Ariane Knout (1905-1944)

 

  • Ariane… Je n’ai jamais tenu ce prénom pour vraiment faux. Mais les Ariane nées dans les années 1920 sont très peu nombreuses. Pourquoi donc avoir choisi un prénom si peu porté, susceptible d’attirer l’attention donc ? Pourquoi ne pas avoir choisi l’un de ces prénoms alors si populaires ? Il y avait une clé à trouver. J’ai donc étudié les dérivés du prénom Ariane, assez nombreux, dont Aranka, très porté par les Juives d’Europe centrale et balkanique. Yad Vashem en dresse une liste considérable. J’ai repassé la mythologie grecque. Jacqueline Bromberger me conseilla d’écrire un roman, elle me conseilla même des titres, dont “Le fil d’Ariane”. Mais je n’avais aucun roman en tête ; je n’ai jamais eu aucun roman en tête. Ariane était une clé, un fil que je n’aurais jamais dû lâcher. J’ai donc répertorié ces femmes assassinées dont Yad Vashem a recueilli les noms, les prénoms, des dérivés d’Ariane. Je n’avais pas pensé à ce prénom qui n’est en rien un dérivé d’Ariane mais qui se tient pourtant tout près de lui : ARIANE, MARIANNE. Cette proximité aurait dû s’imposer sans tarder. Et je m’en veux. J’en étais à rechercher un fil du côté de la mythologie grecque… Marianne, un prénom alors très porté par les Juives allemandes, ce que j’ai pu vérifier, une fois encore, par Yad Vashem. Ce glissement de Marianne à Ariane va dans le sens d’un autre glissement, très astucieux, celui de COHN à COLIN, avec ce H dont la barre est retouchée (Marianne Cohn travailla aussi à la fabrication de faux documents, à Grenoble), ce qui donne H = LI. Colin, un nom qui ne pouvait éveiller la moindre suspicion. Et, de fait, Marianne Cohn sera tuée en tant que Résistante. Mila Racine, du Mouvement de jeunesse sioniste (M.J.S.), sa sœur de combat, sera déportée en tant que Résistante ; dirigée vers Compiègne (et non Drancy, réservé aux Juifs) puis Ravensbrück et Mauthausen enfin où elle périra dans un bombardement allié quelques jours avant la libération du camp.

 

 

  • “Son prénom était bien Ariane mais son patronyme était faux, et c’est avec des papiers falsifiés que ses parents et elle se protégeaient des autorités”. Très peu de Juifs se présentèrent aux autorités sous un faux nom.

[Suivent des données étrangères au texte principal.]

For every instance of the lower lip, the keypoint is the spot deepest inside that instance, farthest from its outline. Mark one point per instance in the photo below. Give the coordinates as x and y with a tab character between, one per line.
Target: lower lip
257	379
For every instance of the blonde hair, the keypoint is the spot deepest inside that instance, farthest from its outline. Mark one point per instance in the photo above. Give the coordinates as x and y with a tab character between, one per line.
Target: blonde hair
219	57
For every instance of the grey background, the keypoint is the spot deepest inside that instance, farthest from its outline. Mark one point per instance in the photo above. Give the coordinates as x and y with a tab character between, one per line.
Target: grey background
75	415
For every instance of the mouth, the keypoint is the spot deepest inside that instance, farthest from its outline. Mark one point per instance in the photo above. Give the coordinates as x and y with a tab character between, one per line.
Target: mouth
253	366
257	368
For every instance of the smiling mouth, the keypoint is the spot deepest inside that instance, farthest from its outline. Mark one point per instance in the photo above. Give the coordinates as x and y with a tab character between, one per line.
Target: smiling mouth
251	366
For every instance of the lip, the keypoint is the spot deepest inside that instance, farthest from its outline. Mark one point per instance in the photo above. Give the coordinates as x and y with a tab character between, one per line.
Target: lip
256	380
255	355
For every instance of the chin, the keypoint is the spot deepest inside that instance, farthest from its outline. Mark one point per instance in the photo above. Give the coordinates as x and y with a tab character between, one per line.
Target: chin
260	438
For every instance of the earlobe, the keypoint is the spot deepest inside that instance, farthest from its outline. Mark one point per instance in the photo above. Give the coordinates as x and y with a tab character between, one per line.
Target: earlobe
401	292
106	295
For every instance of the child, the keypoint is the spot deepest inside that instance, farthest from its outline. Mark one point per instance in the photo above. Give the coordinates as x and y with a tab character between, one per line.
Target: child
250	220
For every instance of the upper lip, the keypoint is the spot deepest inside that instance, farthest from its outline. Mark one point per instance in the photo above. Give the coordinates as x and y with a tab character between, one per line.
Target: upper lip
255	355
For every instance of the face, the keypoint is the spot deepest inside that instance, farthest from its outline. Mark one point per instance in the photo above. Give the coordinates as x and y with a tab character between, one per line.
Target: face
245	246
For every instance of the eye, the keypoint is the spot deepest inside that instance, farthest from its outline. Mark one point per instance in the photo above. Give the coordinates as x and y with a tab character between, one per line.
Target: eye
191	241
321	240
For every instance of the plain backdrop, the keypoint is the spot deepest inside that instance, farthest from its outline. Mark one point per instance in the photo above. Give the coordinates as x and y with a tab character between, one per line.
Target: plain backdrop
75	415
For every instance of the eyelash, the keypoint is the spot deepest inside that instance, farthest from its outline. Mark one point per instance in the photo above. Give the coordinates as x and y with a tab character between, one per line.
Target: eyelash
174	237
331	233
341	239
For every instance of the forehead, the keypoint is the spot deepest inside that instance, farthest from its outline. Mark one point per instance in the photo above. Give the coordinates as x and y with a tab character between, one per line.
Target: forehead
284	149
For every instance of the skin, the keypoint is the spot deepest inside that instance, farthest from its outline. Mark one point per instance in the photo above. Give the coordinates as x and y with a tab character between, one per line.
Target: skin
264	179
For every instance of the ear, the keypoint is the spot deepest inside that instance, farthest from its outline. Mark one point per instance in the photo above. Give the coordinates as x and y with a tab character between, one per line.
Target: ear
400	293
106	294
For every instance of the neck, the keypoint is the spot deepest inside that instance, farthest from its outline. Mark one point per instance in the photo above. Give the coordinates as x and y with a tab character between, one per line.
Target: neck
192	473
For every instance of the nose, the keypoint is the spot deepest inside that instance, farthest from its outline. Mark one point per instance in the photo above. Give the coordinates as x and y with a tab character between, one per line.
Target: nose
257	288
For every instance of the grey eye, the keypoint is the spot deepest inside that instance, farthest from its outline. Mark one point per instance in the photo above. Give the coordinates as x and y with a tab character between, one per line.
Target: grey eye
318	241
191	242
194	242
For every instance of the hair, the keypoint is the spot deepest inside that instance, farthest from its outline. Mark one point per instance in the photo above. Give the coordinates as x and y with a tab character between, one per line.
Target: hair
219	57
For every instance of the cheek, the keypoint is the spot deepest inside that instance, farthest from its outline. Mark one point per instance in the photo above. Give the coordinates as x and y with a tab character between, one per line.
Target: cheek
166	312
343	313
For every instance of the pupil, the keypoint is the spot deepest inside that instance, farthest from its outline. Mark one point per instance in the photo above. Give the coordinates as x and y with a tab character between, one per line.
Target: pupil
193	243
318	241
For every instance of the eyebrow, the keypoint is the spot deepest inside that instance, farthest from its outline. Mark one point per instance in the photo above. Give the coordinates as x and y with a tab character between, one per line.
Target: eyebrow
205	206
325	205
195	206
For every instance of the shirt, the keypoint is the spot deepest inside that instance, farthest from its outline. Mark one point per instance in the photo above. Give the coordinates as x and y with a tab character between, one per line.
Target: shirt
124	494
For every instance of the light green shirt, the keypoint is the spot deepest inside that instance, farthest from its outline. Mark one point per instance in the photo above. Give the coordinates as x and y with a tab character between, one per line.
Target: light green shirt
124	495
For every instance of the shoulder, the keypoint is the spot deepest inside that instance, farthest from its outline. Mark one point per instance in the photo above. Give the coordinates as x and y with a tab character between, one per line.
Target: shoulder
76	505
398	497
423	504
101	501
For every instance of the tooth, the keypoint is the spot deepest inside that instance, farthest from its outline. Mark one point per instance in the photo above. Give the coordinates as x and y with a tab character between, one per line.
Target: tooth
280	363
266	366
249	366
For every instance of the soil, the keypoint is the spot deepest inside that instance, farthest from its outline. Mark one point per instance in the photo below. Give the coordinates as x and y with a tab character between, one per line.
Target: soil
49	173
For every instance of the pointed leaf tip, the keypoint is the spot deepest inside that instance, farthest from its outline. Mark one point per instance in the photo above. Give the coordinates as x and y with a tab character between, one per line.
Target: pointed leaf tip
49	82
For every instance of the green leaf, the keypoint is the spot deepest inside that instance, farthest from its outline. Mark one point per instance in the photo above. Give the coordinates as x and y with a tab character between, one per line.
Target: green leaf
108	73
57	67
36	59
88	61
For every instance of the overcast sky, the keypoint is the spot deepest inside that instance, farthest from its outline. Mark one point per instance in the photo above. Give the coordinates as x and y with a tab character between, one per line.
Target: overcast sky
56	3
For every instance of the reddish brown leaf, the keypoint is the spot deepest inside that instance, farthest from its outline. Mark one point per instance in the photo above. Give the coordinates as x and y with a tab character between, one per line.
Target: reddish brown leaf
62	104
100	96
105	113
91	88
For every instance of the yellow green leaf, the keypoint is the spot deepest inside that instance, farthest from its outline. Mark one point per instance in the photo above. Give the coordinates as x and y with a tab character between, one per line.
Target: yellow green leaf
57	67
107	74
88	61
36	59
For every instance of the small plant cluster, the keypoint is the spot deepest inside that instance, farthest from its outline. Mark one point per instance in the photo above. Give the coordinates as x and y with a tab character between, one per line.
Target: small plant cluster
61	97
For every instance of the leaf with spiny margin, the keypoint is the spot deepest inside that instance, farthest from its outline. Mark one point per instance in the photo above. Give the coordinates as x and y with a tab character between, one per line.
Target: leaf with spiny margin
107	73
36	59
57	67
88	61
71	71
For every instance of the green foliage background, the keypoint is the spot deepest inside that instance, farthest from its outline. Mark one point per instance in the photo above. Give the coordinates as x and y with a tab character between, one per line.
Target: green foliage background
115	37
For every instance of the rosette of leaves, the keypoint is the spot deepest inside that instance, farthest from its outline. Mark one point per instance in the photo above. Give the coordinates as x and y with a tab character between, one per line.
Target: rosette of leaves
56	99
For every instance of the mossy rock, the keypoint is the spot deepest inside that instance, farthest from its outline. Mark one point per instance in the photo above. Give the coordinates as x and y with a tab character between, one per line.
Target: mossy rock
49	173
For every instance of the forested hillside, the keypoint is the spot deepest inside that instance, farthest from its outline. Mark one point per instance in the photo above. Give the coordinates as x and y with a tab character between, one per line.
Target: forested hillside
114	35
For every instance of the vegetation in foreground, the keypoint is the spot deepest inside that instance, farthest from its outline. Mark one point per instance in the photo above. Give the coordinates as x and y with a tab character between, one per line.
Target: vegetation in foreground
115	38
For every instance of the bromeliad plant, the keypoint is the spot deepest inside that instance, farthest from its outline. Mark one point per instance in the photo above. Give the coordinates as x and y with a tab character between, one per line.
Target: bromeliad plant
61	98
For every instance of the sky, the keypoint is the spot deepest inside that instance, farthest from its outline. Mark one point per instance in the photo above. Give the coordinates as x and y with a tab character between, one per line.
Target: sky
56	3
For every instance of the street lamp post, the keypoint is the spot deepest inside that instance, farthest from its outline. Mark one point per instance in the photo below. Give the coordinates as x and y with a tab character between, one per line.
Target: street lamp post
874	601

Des historiens (dont Léon Poliakov) l’ont bien montré. Découvrir un pseudonyme à côté d’un nom est donc en la circonstance un indice de poids. Sur le registre d’écrou (au n° 625) de la prison d’Annemasse, Marianne est devenue Marie, Marie Colin. Ariane, Marie, autant de variations à partir de Marianne. Sur ce registre, elle s’est fait naître à Montpellier. La date de naissance est quant à elle exacte : 17 / 9 / 22. Pourquoi Montpellier ? Je ne sais. Peut-être parce que cette naissance pouvait “expliquer” son type disons méridional : peau mate, cheveux de jais. Peut-être aussi pour une raison sentimentale, parce que le Mouvement de jeunesse sioniste était né dans cette ville (en mai 1942) avant de transférer (fin 1942) son centre d’opérations à Grenoble, alors en zone d’occupation italienne, où Marianne Cohn avait intégré ledit mouvement.
  • “Un jour que je rentrais de mission, Ariane m’annonça que ses parents avaient décidé de rejoindre des membres de leur famille réfugiés dans la région niçoise où les occupants italiens avaient bonne réputation auprès des Juifs” ; et : “Ses parents avaient gardé secrète l’adresse niçoise où ils ne devaient rester que peu de temps avant d’être relogés à une adresse qu’eux-mêmes ignoraient”. Marianne Cohn quitte Moissac pour Grenoble bien avant l’invasion de la zone non occupée (une appellation qu’il faudrait définitivement préférer à celle de “zone libre”, zone où de vastes rafles de Juifs ont été perpétrées avant le 11 novembre 1942), elle suit le Centre de documentation et son fondateur Simon Lévitte. De septembre 1942 à janvier 1944, elle participe donc à la structuration du Mouvement de jeunesse sioniste et au placement des enfants avant d’être affectée, à sa demande, aux passages clandestins d’enfants vers la Suisse organisés par Emmanuel Racine, le frère de Mila. Ce n’était pas Nice ou sa région mais plus ou moins dans cette direction. Et c’est en reprenant cette clé, en entrant “Haute- Savoie” sur le site de Yad Vashem que les portes ont commencé à s’ouvrir comme d’elles-mêmes. Lorsqu’elle rencontra Jacques, au printemps 1941, Marianne Cohn commençait avec les Éclaireurs Israélites de France à entrer dans la Résistance.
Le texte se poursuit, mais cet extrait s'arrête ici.